Bu durumda İtiraz Hakem Heyetince; davacı tarafından kararın temyiz edilmediği göz önüne alındığında davalının usuli kazanılmış hakları gözetilerek davacının kazaya ilişkin tüm tedavi evrakı eklenip (eksik varsa temini ile) dosyada bulunan sağlık kurulu raporları da irdelenmek ve bizzat muayene edilmek suretiyle kaza tarihinde yürürlükte bulunan Özürlülük Ölçütü, Sınıflandırması ve Özürlülere Verilecek Sağlık Kurul Raporları Hakkında Yönetmelik hükümlerine uygun olarak ve yukarıda açıklandığı şekilde yetkili sağlık kurulundan rapor alınıp sonucuna göre karar verilmesi gerekirken yazılı olduğu şekilde hüküm kurulması bozmayı gerektirmiştir.

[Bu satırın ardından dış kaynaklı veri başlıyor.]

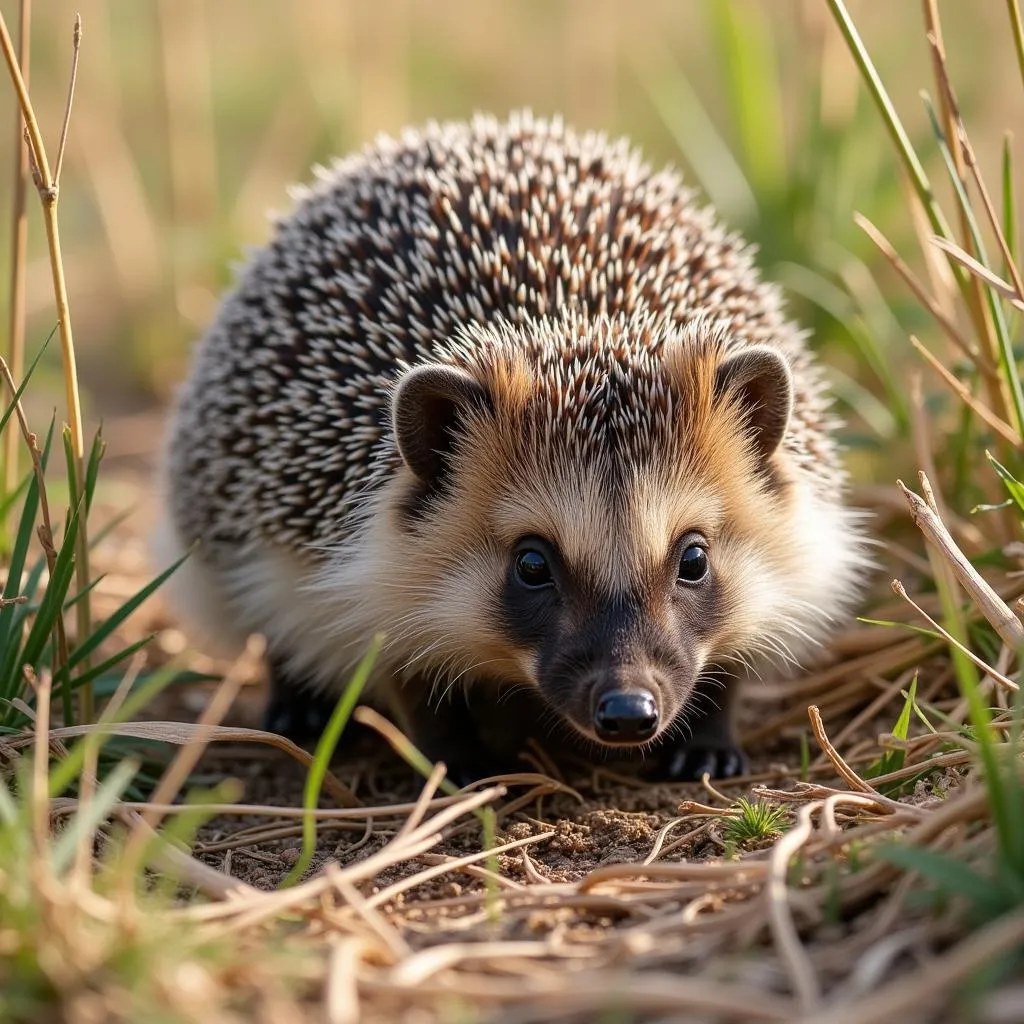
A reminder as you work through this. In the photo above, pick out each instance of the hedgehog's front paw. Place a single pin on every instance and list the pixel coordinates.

3. 6100 sayılı Hukuk Muhakemeleri Kanunu’nun 266 ve devamı maddeleri gereğince, çözümü özel veya teknik bilgiyi gerektiren hâllerde bilirkişinin oy ve görüşünün alınmasına karar verilir.

Dosyanın incelenmesinde; dosya içerisinde bulunan 11.01.2021 tarihli kusur raporunda davacının oluşan kazada %50 oranında, davalıya sigortalı araç sürücüsünün %50 oranında kusurlu olduğunun tespit edildiği, dosya içerisinde yer alan tarihsiz kusur raporunda ise davacının oluşan kazada %25 oranında, davalıya sigortalı araç sürücüsünün %75 oranında kusurlu olduğunun belirlendiği anlaşılmaktadır.

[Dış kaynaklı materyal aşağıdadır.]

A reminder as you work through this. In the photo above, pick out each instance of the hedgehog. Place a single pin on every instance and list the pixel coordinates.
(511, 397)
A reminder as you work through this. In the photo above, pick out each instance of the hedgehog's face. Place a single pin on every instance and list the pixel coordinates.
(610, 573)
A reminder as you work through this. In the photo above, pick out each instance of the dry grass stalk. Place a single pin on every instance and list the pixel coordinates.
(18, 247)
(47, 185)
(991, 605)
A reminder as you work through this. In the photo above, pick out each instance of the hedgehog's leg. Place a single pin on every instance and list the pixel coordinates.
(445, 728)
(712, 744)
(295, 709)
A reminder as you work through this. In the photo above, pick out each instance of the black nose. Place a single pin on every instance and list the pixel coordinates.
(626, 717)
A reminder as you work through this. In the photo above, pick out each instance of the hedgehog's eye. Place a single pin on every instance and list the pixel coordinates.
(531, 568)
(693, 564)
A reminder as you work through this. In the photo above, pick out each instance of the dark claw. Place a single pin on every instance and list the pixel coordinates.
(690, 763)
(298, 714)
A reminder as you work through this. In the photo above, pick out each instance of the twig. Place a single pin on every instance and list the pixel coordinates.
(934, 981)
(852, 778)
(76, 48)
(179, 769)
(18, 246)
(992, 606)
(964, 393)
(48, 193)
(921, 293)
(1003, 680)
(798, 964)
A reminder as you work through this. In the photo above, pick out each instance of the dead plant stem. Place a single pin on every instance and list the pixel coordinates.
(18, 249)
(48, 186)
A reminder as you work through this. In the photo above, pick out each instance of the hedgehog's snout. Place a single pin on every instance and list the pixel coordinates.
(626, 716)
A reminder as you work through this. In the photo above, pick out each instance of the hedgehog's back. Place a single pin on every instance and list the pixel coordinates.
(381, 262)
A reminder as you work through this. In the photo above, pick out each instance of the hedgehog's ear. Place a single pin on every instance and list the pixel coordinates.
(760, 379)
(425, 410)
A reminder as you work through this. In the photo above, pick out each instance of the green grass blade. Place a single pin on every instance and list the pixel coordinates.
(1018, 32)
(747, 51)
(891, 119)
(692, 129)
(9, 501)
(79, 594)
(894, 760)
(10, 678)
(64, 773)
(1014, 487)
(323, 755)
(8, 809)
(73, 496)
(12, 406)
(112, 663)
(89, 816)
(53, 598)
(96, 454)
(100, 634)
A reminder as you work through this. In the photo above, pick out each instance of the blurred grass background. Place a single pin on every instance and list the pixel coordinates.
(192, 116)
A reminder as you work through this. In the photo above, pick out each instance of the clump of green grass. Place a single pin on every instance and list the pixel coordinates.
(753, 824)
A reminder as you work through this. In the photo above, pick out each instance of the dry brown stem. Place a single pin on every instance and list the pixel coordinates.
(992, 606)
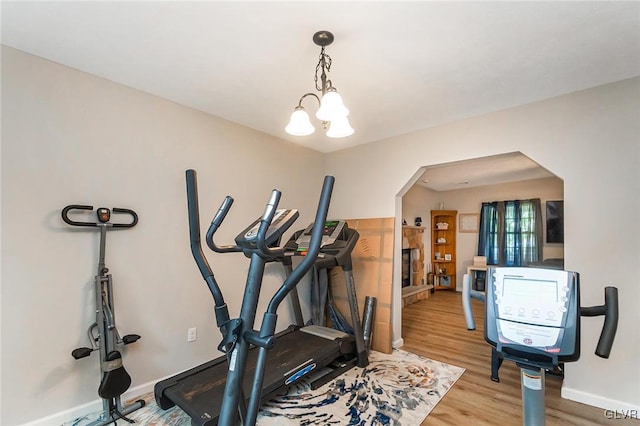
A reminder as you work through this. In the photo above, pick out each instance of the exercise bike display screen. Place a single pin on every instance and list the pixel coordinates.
(330, 233)
(530, 306)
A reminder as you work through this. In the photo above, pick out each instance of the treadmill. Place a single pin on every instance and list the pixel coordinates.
(316, 353)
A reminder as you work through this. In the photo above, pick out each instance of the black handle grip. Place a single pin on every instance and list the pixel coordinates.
(67, 219)
(65, 215)
(610, 326)
(194, 238)
(314, 249)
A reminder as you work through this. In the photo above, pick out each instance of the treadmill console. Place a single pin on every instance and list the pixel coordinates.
(331, 232)
(533, 313)
(282, 220)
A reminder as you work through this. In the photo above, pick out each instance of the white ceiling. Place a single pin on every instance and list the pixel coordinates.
(400, 66)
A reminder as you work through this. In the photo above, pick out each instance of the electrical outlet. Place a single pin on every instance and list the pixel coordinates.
(192, 334)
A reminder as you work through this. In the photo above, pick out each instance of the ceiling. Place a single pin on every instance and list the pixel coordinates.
(400, 66)
(493, 170)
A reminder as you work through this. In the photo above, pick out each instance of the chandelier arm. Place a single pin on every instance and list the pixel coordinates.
(308, 94)
(324, 66)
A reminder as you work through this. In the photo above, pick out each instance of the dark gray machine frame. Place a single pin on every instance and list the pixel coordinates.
(533, 318)
(103, 334)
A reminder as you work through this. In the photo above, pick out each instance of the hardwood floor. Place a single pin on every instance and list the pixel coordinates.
(435, 328)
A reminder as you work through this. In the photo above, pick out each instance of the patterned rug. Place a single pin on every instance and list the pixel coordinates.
(397, 389)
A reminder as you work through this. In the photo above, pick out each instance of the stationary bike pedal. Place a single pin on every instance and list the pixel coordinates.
(130, 338)
(81, 353)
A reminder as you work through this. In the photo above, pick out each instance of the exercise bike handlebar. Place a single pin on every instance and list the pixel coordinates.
(314, 246)
(610, 312)
(215, 224)
(67, 209)
(194, 237)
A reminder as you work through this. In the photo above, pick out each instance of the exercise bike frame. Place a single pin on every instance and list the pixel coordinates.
(114, 378)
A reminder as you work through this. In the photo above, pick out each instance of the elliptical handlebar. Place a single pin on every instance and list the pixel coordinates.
(194, 238)
(314, 246)
(610, 312)
(265, 222)
(68, 220)
(215, 224)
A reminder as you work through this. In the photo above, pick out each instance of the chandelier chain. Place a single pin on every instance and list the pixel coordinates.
(324, 63)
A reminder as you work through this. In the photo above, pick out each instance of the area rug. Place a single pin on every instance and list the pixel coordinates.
(397, 389)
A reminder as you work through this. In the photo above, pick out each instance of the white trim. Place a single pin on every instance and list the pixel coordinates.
(608, 405)
(92, 406)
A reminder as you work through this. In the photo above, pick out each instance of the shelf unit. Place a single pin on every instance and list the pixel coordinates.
(443, 248)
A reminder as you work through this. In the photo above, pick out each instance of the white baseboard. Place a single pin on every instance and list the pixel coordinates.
(91, 407)
(609, 406)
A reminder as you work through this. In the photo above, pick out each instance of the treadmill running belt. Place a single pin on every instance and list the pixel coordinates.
(199, 391)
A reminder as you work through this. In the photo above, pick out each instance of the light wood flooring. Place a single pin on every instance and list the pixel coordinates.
(435, 328)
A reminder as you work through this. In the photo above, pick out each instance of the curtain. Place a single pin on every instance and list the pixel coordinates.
(510, 232)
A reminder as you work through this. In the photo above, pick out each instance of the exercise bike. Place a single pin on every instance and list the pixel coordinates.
(203, 392)
(103, 334)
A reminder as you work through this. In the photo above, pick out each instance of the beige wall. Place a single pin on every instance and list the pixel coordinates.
(73, 138)
(590, 140)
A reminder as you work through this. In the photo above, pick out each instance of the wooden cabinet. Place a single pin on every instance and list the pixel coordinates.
(413, 236)
(443, 248)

Ancak İtiraz Hakem Heyetince bu raporlardan ikincisine itibar olunarak hüküm kurulduğu anlaşılmaktadır. Yargılama makamlarınca çelişkili raporlardan birine neden itibar edildiği, diğer raporun neden tercih edilmediği gerekçelendirilmeli veya her iki rapor arasındaki çelişkiyi gideren üçüncü bir rapor alınmalıdır.

Şu durumda İtiraz Hakem Heyetince, dosyada mevcut her iki rapordaki tespitler de irdelenmek suretiyle kusura ilişkin çelişkiyi giderecek yeni bir rapor alınması ve oluşacak sonuca göre karar verilmesi gerekirken eksik inceleme ile yazılı olduğu şekilde hüküm kurulması doğru görülmemiştir.

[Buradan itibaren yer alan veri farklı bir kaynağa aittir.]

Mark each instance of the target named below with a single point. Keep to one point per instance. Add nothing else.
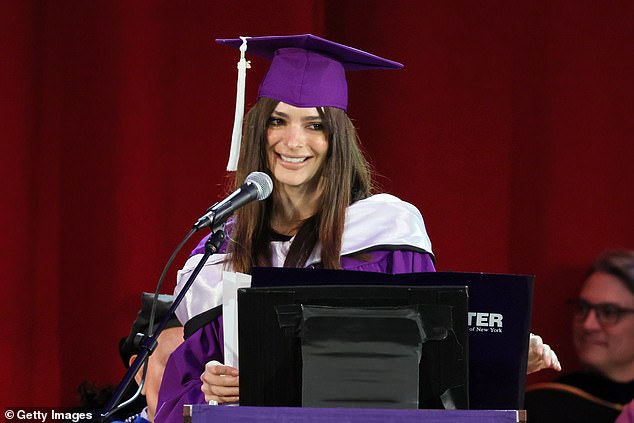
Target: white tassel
(236, 137)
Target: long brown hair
(347, 178)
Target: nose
(294, 136)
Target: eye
(609, 312)
(317, 126)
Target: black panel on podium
(498, 322)
(273, 327)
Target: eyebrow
(304, 118)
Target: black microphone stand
(149, 342)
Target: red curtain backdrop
(510, 128)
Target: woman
(321, 214)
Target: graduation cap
(305, 71)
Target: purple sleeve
(181, 379)
(388, 261)
(627, 415)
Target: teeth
(293, 159)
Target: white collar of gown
(381, 220)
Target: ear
(138, 375)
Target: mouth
(293, 160)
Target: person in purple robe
(323, 211)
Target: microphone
(257, 186)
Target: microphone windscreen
(262, 183)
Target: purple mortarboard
(305, 71)
(308, 71)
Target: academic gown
(390, 231)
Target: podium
(227, 414)
(499, 315)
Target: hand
(220, 383)
(541, 356)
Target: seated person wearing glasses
(603, 335)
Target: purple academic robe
(181, 380)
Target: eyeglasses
(607, 314)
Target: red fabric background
(510, 128)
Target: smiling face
(297, 147)
(606, 348)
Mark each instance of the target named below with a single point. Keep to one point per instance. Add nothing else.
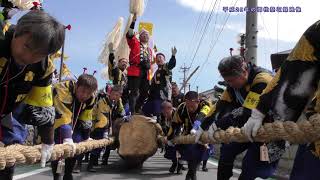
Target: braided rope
(20, 154)
(299, 133)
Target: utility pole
(186, 80)
(184, 70)
(251, 31)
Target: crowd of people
(73, 111)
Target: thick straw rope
(20, 154)
(300, 133)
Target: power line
(204, 33)
(195, 31)
(215, 42)
(184, 70)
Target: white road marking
(31, 173)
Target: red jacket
(134, 57)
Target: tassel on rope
(84, 70)
(20, 154)
(231, 49)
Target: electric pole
(251, 31)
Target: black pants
(192, 170)
(69, 165)
(138, 92)
(7, 173)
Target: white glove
(127, 118)
(89, 139)
(170, 143)
(70, 142)
(46, 151)
(105, 135)
(174, 51)
(253, 124)
(211, 130)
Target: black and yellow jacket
(182, 118)
(165, 123)
(105, 110)
(30, 85)
(296, 82)
(68, 108)
(163, 76)
(235, 105)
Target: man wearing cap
(189, 116)
(245, 83)
(117, 72)
(25, 81)
(160, 88)
(73, 102)
(140, 58)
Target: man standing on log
(74, 103)
(245, 83)
(140, 58)
(189, 116)
(166, 118)
(288, 94)
(25, 81)
(108, 109)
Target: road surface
(155, 168)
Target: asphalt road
(154, 168)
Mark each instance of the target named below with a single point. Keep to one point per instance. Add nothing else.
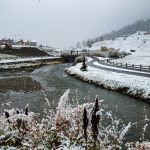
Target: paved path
(115, 69)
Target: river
(22, 87)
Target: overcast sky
(62, 23)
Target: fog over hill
(141, 25)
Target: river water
(25, 87)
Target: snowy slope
(138, 42)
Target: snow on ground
(24, 62)
(132, 85)
(138, 42)
(123, 69)
(26, 59)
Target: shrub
(70, 127)
(79, 59)
(113, 54)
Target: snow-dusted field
(138, 42)
(24, 62)
(132, 85)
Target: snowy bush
(70, 127)
(113, 53)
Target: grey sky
(61, 23)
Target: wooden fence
(129, 66)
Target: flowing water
(25, 87)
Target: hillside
(140, 42)
(141, 25)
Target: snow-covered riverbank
(132, 85)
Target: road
(115, 69)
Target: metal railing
(129, 66)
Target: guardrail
(129, 66)
(17, 60)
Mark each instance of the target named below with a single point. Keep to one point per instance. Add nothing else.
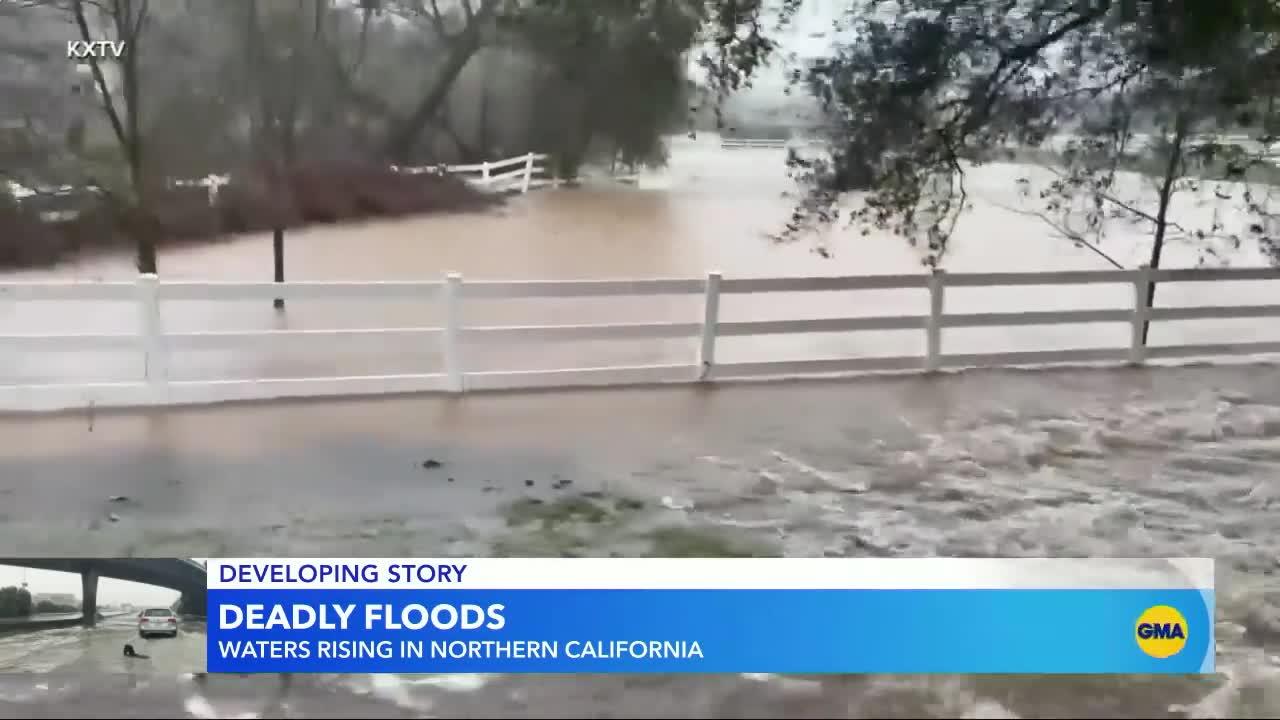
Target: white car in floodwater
(158, 621)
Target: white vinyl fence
(522, 173)
(501, 176)
(737, 142)
(154, 343)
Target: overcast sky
(109, 589)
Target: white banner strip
(333, 573)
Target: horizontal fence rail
(154, 343)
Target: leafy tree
(920, 90)
(612, 72)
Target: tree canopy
(917, 91)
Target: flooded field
(1166, 461)
(1068, 463)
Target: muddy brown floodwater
(1164, 461)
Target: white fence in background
(737, 142)
(154, 343)
(501, 176)
(494, 176)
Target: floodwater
(709, 210)
(100, 650)
(1175, 461)
(1164, 461)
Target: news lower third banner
(743, 615)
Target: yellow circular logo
(1161, 632)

4. 5684 sayılı Kanun'un 30 uncu maddesinin (17) numaralı fıkrası, Sigortacılıkta Tahkime İlişkin Yönetmelik’in 16/13 üncü ve AAÜT’nin 17/2 nci maddeleri bir bütün olarak yorumlandığında tarafların avukat ile temsil edildiği hâllerde, taraflar aleyhine hükmedilecek vekâlet ücretinin, her iki taraf için de AAÜT’de yer alan asliye mahkemelerinde görülen işler için hesaplanan vekâlet ücretinin beşte biri olarak hükmolunması gerektiği anlaşılmaktadır.

Bu itibarla; İtiraz Hakem Heyetince davacı lehine hükmedilecek vekâlet ücretine ilişkin olarak anılan mevzuat uyarınca maktu vekâlet ücretinin altında kalmamak kaydıyla asliye mahkemelerinde görülen işler için hesaplanan vekâlet ücretinin 1/5’i oranında vekâlet ücreti yerine nispi ve tam vekalet ücretine hükmedilmesi doğru olmamıştır.

VI. KARAR

1. Yukarıda (1) numaralı bentte açıklanan sebeplerle davalı vekilinin diğer temyiz itirazlarının REDDİNE,

2. Yukarıda (2), (3) ve (4) numaralı bentlerde açıklanan sebeplerle davalı vekilinin temyiz itirazlarının kabulü ile temyiz olunan İtiraz Hakem Heyeti kararının BOZULMASINA,

Peşin alınan temyiz harcının istek hâlinde davalıya iadesine,

Dosyanın mahkemeye gönderilmesine, 06.11.2024 tarihinde oy birliğiyle karar verildi.